(no title)
k310 | 6 days ago
Two things I have noticed.
1. When I leave the list at home before a long drive to shop, the really important items have to be recalled. This favors short lists in general. Seriously, for most personal tasks, if your list is longer than say, 6 important items, you are overloading both your workload and memory. My opinion.
2. Last night, I noticed that my shopping list disappeared "somewhere" in my trip, despite the fact that I tied a pen to the little notebook with a cord.

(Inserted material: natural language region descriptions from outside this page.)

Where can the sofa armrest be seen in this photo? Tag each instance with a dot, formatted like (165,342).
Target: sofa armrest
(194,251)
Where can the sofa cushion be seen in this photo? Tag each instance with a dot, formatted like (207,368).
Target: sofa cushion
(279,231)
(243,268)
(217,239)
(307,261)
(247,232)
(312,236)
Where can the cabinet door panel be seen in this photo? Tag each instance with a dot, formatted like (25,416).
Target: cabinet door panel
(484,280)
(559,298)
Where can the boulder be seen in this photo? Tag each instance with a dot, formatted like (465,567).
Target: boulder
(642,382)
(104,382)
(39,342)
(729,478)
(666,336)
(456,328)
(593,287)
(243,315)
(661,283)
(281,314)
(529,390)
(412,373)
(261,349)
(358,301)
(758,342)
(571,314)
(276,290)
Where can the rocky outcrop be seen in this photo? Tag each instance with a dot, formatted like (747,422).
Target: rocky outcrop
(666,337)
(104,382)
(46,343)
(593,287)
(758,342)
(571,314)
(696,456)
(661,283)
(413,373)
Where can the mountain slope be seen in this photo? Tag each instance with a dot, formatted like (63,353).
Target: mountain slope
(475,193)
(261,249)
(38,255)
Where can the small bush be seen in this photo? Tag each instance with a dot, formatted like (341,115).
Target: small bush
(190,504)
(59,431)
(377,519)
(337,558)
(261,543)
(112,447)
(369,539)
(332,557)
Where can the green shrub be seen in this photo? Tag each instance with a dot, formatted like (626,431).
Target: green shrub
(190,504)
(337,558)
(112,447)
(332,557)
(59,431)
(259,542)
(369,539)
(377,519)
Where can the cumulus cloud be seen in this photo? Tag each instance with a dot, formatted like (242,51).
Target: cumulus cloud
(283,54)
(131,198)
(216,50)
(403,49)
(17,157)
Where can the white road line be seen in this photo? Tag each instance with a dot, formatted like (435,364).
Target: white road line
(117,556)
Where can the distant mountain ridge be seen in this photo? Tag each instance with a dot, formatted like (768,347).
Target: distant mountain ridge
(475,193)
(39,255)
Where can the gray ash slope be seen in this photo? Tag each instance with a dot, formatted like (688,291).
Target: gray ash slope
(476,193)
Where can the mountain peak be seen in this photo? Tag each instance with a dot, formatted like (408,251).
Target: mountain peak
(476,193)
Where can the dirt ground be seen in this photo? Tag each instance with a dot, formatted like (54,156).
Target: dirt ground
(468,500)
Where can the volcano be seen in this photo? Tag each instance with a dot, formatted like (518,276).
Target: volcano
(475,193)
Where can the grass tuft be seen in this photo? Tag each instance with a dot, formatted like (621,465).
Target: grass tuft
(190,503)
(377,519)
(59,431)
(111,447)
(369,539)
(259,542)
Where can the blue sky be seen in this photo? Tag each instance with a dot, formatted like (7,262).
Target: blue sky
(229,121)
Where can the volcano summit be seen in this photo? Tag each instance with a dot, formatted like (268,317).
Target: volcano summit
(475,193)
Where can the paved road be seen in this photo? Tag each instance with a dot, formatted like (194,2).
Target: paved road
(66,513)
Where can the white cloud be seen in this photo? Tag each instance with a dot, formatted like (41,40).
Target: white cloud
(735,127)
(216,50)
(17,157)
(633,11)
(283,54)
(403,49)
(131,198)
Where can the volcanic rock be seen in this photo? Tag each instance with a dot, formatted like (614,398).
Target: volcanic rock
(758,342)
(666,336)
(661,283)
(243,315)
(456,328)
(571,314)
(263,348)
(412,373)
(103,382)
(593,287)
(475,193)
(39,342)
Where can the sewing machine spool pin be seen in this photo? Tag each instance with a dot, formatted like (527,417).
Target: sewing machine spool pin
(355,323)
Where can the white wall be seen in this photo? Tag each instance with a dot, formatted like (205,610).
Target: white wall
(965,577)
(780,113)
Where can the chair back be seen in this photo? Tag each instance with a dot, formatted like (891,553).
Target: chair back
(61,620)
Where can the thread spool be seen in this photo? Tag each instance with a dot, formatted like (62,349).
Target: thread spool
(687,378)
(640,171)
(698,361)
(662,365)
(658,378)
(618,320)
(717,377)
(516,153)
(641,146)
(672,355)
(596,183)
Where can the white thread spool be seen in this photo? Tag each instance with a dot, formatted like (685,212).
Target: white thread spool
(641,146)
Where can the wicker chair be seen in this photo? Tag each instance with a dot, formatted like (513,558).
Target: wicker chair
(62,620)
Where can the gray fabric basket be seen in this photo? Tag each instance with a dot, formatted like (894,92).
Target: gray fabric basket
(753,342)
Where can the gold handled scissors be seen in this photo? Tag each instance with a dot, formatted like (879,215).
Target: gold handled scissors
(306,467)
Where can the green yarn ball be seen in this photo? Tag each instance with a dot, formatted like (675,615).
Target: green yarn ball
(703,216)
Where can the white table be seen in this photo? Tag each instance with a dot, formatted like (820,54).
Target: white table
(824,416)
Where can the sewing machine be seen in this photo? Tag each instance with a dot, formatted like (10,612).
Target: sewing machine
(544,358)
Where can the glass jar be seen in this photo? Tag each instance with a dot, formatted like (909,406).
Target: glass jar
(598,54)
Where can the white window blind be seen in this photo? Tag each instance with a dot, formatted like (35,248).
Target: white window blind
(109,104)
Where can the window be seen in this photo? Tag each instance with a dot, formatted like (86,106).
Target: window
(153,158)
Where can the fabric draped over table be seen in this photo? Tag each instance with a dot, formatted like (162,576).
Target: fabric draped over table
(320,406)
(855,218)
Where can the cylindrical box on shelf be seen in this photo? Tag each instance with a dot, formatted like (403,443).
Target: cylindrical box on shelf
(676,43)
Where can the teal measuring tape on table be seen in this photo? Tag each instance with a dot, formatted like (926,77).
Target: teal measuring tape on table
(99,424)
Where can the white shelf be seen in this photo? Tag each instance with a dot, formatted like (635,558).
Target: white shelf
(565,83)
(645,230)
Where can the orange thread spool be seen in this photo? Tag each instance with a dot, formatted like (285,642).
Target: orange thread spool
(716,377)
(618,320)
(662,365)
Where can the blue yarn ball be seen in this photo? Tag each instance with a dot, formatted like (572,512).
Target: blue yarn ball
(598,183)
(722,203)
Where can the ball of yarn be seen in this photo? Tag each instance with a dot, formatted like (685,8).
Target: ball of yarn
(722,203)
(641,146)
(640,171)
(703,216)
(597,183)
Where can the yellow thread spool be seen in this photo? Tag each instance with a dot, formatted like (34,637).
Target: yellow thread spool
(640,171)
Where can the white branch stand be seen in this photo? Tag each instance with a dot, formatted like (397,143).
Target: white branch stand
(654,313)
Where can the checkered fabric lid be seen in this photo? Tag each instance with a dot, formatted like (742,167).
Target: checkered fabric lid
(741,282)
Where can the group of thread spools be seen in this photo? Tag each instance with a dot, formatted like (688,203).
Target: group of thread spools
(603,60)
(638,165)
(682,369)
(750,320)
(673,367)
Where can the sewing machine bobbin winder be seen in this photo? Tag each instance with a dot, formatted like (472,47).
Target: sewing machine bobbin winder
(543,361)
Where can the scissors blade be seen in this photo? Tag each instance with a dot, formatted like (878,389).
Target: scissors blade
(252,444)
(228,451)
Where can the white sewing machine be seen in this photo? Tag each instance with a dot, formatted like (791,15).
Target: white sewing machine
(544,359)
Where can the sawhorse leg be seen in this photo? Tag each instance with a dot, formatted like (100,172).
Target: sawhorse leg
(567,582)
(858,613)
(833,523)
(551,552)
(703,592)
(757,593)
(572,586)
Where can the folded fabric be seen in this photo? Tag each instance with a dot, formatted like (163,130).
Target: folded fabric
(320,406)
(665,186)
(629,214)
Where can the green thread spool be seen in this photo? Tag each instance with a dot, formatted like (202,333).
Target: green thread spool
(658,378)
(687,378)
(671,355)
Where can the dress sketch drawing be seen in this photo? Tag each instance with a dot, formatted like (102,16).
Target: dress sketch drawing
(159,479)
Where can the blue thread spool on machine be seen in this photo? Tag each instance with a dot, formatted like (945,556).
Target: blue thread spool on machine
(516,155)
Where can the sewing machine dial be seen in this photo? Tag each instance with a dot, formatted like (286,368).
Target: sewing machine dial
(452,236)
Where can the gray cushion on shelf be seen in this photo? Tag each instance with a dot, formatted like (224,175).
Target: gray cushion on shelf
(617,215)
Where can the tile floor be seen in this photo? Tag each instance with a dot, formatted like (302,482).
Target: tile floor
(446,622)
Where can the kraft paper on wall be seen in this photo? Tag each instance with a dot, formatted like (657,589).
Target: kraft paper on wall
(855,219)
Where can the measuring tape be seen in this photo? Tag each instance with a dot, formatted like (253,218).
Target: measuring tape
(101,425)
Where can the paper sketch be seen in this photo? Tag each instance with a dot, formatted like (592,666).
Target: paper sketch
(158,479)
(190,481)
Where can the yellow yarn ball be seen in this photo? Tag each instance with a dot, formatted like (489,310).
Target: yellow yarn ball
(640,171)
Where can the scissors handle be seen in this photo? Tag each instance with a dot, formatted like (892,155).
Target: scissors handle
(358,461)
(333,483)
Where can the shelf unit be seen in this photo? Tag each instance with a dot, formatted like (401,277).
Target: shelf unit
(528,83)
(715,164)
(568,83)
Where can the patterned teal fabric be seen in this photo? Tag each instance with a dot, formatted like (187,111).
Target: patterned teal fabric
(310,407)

Age creeping in? Not really. The damn thing(s) had fallen (as usual) between the car seat and the console, as I discovered after unloading groceries. I am making plans to stuff that space with some foam or bubble wrap to prevent this most noxious (and knuckle-scraping) failure mode.
This has been a problem for how long? 120 years?
Sometimes, I take a phone photo of the list.
I only left the phone home once, but was close enough to home to go get it. Usually there's a bluetooth indicator on the now-ancient 2018 infotainment display.
> Better lists, fewer impulsive decisions
Not really, at least for me. "-)
Generally, psychology doesn't work for me. My daughter has an Honors Psychology degree, and I am advising her to tell me the opposite of what she suggests, in honor of my cantankerous and contrarian nature.
gruez|6 days ago
Just store the list on your phone? It's better ux too. Unlike with pen and paper, you can check off items with a tap and rearrange them arbitrarily.
k310|6 days ago
(It's a small phone and perfectly fits a very old camera case that holds some adapters in a pocket)
Any more than to pay. The advantage to paying with the phone is that through regular but not constant use, I am very unlikely to misplace it.
As noted, I sometimes do both. I think that my old shopping app fell by the wayside (as apps sometimes do) and I never replaced it.